In the first stanza, the speaker of the poem, probably Hardy himself, is hopeful that the woman's voice he hears calling him is that of his beloved, presumably Hardy's departed wife of 40 years, Emma. The lines are longer and move more trippingly over the tongue than the other stanzas, indicative of his hopefulness and eagerness to be reunited with the "woman much missed," "the one who was all" to him. It is a stanza of hopefulness, and that is reflected in the rhythm of the language and lines.
The second stanza is one of pausing and waiting, and the lines slow down and are a bit more clipped. Notice only two words in the entire stanza contain more than one syllable, as if speaking only short words would allow him more opportunity to be still and listen.

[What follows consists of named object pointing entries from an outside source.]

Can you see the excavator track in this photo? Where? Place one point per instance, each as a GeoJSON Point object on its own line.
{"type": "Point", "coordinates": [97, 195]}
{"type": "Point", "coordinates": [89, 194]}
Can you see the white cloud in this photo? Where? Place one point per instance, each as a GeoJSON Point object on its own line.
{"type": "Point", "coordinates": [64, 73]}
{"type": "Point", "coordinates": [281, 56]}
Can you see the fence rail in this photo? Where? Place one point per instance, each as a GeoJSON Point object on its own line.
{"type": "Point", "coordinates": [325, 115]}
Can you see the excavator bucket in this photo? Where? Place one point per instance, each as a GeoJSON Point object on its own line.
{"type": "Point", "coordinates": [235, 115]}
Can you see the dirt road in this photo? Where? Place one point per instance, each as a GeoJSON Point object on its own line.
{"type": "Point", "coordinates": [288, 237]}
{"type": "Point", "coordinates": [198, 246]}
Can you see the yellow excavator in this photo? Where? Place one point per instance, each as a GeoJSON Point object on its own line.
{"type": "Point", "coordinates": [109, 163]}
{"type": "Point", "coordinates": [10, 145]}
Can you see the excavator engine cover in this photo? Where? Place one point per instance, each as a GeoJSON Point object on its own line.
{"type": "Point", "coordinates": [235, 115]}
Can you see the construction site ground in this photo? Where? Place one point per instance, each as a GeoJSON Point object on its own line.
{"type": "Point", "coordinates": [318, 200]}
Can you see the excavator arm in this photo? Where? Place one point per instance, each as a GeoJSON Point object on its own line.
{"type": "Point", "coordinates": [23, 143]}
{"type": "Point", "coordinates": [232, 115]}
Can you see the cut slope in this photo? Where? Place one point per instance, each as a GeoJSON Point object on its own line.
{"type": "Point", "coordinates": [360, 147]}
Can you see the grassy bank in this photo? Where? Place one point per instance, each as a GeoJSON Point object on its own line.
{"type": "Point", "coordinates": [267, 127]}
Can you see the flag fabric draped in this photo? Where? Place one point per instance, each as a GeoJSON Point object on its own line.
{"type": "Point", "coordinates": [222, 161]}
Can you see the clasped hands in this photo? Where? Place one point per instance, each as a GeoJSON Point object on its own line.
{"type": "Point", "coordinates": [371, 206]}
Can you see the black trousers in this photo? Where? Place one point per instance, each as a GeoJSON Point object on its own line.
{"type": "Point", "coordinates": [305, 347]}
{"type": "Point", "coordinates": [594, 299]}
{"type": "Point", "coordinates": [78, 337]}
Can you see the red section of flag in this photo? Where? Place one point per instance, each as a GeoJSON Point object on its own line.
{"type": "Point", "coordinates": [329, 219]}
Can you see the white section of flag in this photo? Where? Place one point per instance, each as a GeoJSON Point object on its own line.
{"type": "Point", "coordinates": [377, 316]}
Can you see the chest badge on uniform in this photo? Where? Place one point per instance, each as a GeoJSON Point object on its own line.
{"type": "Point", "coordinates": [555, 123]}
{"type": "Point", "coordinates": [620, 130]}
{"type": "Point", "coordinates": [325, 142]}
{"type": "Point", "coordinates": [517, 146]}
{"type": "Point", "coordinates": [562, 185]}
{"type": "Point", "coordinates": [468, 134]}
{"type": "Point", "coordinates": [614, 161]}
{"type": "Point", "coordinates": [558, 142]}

His hope has gone by the third stanza:
Or is it only the breeze in its listlessness
Travelling across the wet mead to me here,
You being ever dissolved to wan wistlessness,
Heard no more again far or near?
The lines in this stanza are even shorter, as if fading away into the reality of loneliness and despair once again. Finally, in the last stanza, the lines are the shortest yet--except for the third line. Here, the length of the line matches the imagery of the line:
"Wind oozing thin through the thorn from norward." The oozing extends the line, just as anything slow-moving and oozing would. The rest of the stanza displays a hopelessness which is to become a forever state for the speaker.
Then, he is back to his final line--"And the woman calling." Short, terse, as if there's nothing more to be said. And, of course, there isn't.